Title in the Baronetage of the United Kingdom

Arms of Lacy baronets: Gyronny or and gules, on a bend sable a Lacy knot between two martlets of the first

The Lacy Baronetcy, of Ampton in the County of Suffolk, is a title in the Baronetage of the United Kingdom. It was created 23 June 1921 (as part of the 1921 Birthday Honours) for Pierce Lacy, Chairman of the Birmingham Stock Exchange and founder of the British Trusts Association and the British Shareholders Trust.

The first baronet was born in Birmingham but his father John Pierce Lacy, was born in Enniscorthy, County Wexford and moved to Edgbaston, Warwickshire. The first baronet married Ethel Maud Draper, daughter of artist James Finucane Draper of Saint Helier, Jersey.
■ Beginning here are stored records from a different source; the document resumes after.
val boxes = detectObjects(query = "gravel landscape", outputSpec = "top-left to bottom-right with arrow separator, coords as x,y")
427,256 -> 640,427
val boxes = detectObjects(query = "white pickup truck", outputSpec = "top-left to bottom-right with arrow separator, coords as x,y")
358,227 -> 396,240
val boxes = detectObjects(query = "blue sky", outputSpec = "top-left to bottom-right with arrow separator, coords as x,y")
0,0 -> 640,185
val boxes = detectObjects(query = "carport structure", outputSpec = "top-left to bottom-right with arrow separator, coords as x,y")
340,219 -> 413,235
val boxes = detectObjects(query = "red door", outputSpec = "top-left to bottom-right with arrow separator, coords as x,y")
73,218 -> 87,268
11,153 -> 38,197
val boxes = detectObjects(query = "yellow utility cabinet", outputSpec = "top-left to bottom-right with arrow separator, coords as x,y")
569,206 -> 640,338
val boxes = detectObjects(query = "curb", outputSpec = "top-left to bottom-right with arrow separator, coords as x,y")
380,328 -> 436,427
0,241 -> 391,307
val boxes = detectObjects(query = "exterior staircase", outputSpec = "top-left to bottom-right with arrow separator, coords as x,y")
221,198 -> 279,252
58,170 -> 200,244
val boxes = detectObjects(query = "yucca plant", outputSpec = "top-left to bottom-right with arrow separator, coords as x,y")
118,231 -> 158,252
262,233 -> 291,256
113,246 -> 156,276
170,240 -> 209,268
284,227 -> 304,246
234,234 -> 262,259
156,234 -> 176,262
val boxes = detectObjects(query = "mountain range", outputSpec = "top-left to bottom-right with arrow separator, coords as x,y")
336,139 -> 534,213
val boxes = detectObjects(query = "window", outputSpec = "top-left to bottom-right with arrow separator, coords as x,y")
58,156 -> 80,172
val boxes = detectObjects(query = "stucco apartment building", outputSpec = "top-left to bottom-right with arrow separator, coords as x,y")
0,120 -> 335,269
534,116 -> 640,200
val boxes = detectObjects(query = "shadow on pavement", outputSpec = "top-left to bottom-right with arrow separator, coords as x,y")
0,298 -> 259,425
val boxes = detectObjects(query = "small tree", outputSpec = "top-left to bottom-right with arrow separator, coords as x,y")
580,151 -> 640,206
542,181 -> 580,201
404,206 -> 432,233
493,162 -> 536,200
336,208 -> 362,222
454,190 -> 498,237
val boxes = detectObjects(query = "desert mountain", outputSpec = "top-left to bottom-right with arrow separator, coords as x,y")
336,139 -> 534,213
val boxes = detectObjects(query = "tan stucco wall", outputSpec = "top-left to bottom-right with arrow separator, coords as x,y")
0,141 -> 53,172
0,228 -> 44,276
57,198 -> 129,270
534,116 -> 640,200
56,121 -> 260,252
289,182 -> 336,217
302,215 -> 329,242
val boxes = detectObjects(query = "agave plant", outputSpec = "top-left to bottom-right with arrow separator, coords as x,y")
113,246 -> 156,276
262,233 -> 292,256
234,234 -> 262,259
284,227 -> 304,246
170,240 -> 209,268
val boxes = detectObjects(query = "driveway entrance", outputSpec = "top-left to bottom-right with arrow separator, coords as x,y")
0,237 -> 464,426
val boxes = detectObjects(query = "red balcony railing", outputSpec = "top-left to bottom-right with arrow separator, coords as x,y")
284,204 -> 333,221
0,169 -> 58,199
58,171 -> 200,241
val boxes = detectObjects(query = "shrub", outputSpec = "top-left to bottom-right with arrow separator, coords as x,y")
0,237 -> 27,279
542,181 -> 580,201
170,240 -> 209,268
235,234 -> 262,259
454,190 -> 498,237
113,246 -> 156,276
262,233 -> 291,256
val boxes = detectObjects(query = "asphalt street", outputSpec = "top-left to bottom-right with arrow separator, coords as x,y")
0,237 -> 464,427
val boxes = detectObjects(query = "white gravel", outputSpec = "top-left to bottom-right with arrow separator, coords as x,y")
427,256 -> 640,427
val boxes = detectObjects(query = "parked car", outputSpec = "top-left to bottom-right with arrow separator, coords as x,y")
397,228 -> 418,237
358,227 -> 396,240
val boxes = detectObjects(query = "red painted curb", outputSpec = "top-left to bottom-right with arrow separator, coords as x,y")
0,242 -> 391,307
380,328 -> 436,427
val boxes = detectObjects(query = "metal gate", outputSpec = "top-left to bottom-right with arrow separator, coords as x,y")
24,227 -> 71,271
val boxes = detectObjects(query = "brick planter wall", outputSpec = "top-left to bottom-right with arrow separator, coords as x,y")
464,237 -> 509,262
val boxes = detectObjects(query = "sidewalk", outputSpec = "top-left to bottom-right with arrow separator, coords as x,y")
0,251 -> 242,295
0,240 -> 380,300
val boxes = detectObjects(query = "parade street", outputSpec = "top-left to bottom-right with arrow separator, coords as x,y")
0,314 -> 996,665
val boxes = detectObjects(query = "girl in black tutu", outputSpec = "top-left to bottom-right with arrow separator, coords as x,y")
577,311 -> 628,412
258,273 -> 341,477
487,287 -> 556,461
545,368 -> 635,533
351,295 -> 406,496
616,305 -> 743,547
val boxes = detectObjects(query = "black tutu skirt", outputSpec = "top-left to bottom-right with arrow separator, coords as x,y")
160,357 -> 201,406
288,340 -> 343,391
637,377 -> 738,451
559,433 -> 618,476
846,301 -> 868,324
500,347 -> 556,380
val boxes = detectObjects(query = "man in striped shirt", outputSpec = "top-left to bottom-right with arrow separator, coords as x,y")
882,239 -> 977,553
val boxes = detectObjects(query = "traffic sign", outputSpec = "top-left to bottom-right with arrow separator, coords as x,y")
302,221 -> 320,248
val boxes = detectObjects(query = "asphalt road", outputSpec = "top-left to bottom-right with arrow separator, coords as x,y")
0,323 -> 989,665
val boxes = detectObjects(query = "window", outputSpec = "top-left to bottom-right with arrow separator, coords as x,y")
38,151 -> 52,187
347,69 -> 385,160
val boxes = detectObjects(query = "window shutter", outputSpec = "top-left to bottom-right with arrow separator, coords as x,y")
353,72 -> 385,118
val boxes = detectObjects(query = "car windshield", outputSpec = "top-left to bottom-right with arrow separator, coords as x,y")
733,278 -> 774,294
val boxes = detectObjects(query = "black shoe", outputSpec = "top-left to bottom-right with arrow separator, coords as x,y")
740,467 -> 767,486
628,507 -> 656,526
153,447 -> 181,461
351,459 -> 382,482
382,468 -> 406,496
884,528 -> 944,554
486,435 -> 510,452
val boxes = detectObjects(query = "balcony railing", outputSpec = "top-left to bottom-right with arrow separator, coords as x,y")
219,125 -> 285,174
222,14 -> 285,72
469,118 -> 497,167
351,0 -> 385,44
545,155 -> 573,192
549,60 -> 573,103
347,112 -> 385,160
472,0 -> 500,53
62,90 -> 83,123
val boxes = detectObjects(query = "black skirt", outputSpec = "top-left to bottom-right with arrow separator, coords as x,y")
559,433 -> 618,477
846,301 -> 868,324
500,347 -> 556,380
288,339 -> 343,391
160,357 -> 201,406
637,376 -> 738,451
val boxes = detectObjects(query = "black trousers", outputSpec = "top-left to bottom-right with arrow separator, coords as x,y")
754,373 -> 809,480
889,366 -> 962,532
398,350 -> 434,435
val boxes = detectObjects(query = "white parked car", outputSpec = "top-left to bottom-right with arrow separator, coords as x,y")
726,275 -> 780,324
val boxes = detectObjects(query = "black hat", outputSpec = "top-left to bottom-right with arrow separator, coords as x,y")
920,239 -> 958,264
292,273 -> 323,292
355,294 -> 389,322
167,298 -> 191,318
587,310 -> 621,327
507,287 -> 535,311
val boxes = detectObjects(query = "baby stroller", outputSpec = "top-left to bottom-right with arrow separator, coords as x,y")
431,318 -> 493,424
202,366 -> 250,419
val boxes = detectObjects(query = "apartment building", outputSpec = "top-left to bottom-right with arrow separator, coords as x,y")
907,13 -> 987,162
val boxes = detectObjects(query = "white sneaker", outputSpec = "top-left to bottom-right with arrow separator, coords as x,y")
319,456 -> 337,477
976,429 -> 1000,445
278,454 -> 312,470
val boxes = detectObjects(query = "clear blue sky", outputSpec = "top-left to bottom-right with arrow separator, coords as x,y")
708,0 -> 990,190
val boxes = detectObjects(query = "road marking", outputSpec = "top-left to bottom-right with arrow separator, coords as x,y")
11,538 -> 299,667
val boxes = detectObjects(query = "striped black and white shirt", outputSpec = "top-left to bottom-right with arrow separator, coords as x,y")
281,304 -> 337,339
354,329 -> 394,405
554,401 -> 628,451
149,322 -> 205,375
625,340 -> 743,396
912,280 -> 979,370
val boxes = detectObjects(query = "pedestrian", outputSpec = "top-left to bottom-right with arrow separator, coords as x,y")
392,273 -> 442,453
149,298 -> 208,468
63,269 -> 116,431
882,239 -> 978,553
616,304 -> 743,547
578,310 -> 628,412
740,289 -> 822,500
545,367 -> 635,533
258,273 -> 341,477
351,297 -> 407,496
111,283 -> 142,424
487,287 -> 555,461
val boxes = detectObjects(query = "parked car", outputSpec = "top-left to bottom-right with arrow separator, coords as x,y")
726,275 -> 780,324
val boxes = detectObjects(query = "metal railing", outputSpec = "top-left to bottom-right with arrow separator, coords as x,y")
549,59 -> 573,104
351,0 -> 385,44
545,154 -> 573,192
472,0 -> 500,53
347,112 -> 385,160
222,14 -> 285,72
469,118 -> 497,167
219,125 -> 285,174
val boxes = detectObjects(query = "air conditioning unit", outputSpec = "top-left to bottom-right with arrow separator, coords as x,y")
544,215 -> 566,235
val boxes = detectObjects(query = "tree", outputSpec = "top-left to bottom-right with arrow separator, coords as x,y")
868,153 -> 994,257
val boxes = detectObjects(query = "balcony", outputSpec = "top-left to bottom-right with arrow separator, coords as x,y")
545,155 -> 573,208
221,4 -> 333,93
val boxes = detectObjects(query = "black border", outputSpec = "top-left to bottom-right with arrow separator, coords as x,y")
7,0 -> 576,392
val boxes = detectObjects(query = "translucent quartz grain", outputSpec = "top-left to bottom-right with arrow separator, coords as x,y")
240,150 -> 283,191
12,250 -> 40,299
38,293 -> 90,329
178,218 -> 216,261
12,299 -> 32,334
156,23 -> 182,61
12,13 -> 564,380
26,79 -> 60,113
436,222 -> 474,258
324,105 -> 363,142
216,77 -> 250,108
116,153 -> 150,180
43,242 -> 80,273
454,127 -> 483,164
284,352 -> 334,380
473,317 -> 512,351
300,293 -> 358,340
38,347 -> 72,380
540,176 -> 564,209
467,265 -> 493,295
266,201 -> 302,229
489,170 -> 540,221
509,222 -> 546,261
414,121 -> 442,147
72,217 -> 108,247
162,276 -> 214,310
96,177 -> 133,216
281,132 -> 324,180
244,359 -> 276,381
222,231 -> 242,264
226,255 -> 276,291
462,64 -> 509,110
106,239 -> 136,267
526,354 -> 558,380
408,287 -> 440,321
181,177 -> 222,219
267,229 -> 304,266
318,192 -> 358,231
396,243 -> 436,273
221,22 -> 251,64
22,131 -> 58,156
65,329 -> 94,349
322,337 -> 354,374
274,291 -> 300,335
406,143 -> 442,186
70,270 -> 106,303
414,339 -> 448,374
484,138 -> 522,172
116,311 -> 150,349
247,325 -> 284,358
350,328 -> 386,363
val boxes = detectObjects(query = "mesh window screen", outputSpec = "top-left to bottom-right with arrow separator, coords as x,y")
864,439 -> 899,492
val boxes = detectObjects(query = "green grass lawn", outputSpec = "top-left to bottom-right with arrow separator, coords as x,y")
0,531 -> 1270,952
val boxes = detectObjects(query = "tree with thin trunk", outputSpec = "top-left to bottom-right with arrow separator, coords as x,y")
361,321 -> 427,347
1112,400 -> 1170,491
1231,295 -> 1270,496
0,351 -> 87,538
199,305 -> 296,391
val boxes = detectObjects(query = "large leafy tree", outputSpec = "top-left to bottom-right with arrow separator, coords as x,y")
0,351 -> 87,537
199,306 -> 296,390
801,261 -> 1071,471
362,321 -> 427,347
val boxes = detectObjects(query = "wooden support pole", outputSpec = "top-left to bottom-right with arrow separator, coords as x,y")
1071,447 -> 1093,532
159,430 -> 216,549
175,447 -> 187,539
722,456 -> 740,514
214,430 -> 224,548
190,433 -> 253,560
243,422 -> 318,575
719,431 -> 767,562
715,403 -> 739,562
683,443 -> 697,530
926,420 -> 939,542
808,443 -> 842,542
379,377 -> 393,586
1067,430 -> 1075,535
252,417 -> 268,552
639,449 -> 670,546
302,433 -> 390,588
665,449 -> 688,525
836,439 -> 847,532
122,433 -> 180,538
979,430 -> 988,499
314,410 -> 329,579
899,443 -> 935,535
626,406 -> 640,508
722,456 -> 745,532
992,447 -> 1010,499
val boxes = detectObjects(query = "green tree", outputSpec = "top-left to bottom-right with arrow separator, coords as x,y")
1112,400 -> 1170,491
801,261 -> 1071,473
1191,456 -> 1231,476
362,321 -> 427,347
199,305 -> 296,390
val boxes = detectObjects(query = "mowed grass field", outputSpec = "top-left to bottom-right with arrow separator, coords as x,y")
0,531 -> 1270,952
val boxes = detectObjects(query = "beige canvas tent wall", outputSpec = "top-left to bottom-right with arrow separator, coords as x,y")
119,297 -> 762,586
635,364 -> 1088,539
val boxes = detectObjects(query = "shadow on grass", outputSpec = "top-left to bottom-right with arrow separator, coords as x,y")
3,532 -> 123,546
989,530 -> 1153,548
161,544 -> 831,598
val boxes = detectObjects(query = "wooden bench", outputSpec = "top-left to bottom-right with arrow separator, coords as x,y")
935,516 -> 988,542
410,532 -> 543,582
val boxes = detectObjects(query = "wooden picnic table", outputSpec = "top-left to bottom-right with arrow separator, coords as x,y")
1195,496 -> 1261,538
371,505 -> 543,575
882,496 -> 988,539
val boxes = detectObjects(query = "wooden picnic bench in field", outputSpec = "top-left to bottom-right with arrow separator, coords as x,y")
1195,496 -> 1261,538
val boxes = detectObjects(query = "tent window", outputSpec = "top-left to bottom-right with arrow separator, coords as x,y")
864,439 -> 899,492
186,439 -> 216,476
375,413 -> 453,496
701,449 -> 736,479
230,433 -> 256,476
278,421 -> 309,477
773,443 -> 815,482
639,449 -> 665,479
Since 1998, the baronetcy has been held by Sir Patrick Brian Finucane Lacy, 4th Baronet, who inherited the title after his elder brother, the third baronet, died without children.

==Lacy baronets, of Ampton (1921)==
- Sir Pierce Thomas Lacy, 1st Baronet (16 February 1872 – 25 December 1956)
- Sir Maurice John Pierce Lacy, 2nd Baronet (2 April 1900 – 22 April 1965)
- Sir Hugh Maurice Pierce Lacy, 3rd Baronet (3 September 1943 – 4 December 1998)
- Sir Patrick Brian Finucane Lacy, 4th Baronet (born 14 April 1948)

The heir to the baronetcy is the current baronet's only son, Finian James Pierce Lacy (born 24 September 1972). There are no further heirs to the title.